Ireland also questioned the formulas that the city’s Community Development Department staff used to determine the number of full-time jobs generated by the project. That figure will determine Aspen Core Ventures’ responsibility in the area of affordable-housing mitigation.
Hecht initially sought a waiver of affordable-housing-mitigation requirements for 29 full-time employees. Under a new proposal, the number of employees who would be housed by the development has been recalculated to nine.
Following negotiations over the past two weeks with Councilmen Torre and Adam Frisch, Aspen Core Ventures has agreed to provide one off-site residential unit to cover 1.75 full-time employees generated by the development and to pay a little more than $1 million as “cash in lieu” of providing other housing options for the equivalent of another 7.25 full-time employees generated by the project.
Hecht also had planned a single, 7,500-square-foot, free-market penthouse for the top of the new building. That proposal has changed, and he’s now seeking two units that would total 8,950 square feet of floor area: a penthouse at 6,950 square feet and another unit on the second floor at 2,000 square feet.
Ireland questioned the value of negotiations that led to an increase in free-market residential space.
Torre, however, defended his role in the talks that led to changes in the developer’s plans.
He said his concern has not been about saving the Little Annie’s eatery but about preserving the downtown streetscape. Little Annie’s is a privately owned restaurant operation that could close at the owner’s discretion even if the building is preserved.
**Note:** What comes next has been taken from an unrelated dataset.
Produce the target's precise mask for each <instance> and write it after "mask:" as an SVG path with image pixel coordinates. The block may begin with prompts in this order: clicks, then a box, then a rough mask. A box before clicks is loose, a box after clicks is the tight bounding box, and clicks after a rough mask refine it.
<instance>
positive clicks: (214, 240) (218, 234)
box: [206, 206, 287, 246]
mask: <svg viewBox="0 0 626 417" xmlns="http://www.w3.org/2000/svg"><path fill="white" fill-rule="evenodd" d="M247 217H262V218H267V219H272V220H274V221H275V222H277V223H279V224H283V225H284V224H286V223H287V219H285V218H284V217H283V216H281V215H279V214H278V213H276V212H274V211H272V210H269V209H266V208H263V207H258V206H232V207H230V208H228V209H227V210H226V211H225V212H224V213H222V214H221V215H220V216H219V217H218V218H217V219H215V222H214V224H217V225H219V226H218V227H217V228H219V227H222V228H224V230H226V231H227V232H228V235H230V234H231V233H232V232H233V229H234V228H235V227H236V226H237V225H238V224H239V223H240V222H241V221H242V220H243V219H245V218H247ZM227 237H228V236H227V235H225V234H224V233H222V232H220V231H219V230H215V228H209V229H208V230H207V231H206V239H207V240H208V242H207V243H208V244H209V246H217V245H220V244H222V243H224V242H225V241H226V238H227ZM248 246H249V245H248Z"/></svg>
“We created this negotiation process, and I’ve got to give a lot of credit to Nikos. He came to those meetings with an open mind,” Torre said. “And we’re not just dealing with him. He has partners. Constantly he had to check in, and I imagine the reaction he was getting from those guys on the other end of that phone couldn’t have been good.
“But he stuck with us and went through this because this is the process that we set up. Now we don’t like our process, or we think we should challenge it in some other way. I would like to negotiate instead of litigate.”
In response to a question about why a special meeting had to be called Monday to introduce the ordinance, city senior planner Sara Adams said the AspenModern negotiations have a 90-day window that expires at the end of this month. An extension can be granted if both parties agree to prolong the discussion.